O objetivo é preservar recursos que eventualmente possam ser utilizados para cumprir obrigações financeiras decorrentes do processo.

Desconsideração da Personalidade Jurídica

O MPBA também solicitou a desconsideração da personalidade jurídica das três empresas.

Caso o pedido seja aceito, os sócios poderão ser incluídos diretamente na ação.

A medida busca impedir que a estrutura societária dificulte uma eventual responsabilização patrimonial determinada judicialmente.

Pedido de Encerramento das Empresas

Entre as medidas mais severas solicitadas está o encerramento definitivo das atividades de:

  • Nuoro Pay.
  • Select Credit.
  • Cartos.

O pedido ainda deverá ser analisado pela Justiça e não representa uma condenação das companhias.

Novos Controles Sobre Transações

O Ministério Público também requer que as empresas sejam obrigadas a implementar mecanismos adicionais de controle.

Entre eles está a consulta às listas de operadoras de apostas autorizadas e não autorizadas pela Secretaria de Prêmios e Apostas do Ministério da Fazenda.

O objetivo é impedir que intermediadoras financeiras processem recursos relacionados a plataformas não autorizadas.

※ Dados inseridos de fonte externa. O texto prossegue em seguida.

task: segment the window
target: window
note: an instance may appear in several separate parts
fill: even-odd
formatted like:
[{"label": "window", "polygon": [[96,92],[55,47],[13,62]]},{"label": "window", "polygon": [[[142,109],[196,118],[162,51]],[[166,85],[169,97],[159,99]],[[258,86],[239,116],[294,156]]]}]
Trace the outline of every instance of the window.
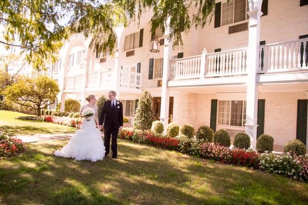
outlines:
[{"label": "window", "polygon": [[74,54],[71,54],[69,55],[69,66],[73,66],[74,65]]},{"label": "window", "polygon": [[246,101],[219,100],[218,109],[218,125],[244,126]]},{"label": "window", "polygon": [[143,35],[143,29],[136,33],[125,36],[124,40],[124,51],[134,49],[142,47],[142,35]]},{"label": "window", "polygon": [[60,70],[61,68],[61,58],[58,59],[58,60],[52,64],[52,69],[53,71],[56,71]]},{"label": "window", "polygon": [[162,77],[163,73],[163,58],[155,59],[154,63],[154,78]]},{"label": "window", "polygon": [[[217,6],[219,6],[218,5]],[[218,9],[219,10],[219,9]],[[217,10],[217,12],[219,11]],[[240,22],[248,18],[249,6],[246,0],[231,0],[222,4],[221,26]],[[217,16],[216,18],[220,17]],[[219,21],[218,21],[218,23]],[[216,27],[219,27],[218,25]]]},{"label": "window", "polygon": [[85,51],[79,51],[77,53],[77,64],[83,63],[84,61]]},{"label": "window", "polygon": [[134,117],[136,100],[122,100],[123,113],[126,117]]}]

Pagamentos Como Frente de Combate ao Mercado Ilegal

O processo mostra que o combate às Bets ilegais não está limitado ao bloqueio de sites ou à atuação direta contra operadoras.

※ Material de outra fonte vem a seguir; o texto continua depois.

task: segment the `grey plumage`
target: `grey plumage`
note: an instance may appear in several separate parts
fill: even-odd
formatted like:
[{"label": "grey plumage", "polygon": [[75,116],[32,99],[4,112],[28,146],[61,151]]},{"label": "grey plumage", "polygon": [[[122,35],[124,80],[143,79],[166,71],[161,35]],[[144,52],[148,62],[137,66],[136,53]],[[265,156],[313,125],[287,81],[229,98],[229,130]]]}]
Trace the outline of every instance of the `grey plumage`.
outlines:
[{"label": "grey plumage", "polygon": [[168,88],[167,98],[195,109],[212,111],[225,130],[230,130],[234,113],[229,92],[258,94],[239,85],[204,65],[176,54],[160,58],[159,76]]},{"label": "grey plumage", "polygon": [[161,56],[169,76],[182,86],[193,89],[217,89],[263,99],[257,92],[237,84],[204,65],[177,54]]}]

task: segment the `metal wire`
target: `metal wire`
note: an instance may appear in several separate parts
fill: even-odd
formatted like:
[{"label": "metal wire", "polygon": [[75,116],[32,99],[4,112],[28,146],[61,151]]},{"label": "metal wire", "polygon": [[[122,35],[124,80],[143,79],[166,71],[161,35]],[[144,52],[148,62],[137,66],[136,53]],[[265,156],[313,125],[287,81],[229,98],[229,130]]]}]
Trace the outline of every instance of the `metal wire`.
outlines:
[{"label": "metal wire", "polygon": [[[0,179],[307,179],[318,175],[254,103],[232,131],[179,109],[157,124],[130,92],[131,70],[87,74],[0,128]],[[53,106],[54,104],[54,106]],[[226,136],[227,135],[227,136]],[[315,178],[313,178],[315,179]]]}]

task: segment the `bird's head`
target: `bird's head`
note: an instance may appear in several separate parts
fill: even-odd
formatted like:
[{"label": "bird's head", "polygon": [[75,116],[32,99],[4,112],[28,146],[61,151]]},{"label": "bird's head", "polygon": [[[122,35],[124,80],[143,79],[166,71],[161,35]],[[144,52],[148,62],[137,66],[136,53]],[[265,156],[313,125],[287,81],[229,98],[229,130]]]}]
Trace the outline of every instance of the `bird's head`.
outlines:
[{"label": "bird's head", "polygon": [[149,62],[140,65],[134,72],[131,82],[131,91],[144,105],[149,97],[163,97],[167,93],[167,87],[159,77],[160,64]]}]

Os fluxos financeiros vêm se tornando outro ponto central da fiscalização.

Sem meios eficientes para receber depósitos e realizar pagamentos, plataformas ilegais encontram maiores dificuldades para operar no mercado brasileiro.

Contexto do Setor

O Brasil mantém um regime federal de autorização para apostas de quota fixa e jogos online regulamentados.

Paralelamente, as autoridades procuram reduzir o acesso das operadoras ilegais ao sistema financeiro.

Fintechs, processadoras de pagamentos e outras empresas da cadeia financeira passam, assim, a exercer papel cada vez mais relevante dentro das políticas de enforcement.

Próximos Passos ou Impacto

A Justiça deverá analisar agora os pedidos formulados pelo Ministério Público da Bahia.

Entre eles estão o bloqueio de até R$ 5 milhões em ativos, a inclusão dos sócios no processo, a adoção de novos controles sobre transações e o encerramento definitivo das três empresas.

O caso poderá se tornar um precedente relevante sobre as responsabilidades de intermediadoras financeiras que processam pagamentos relacionados a plataformas de apostas não autorizadas.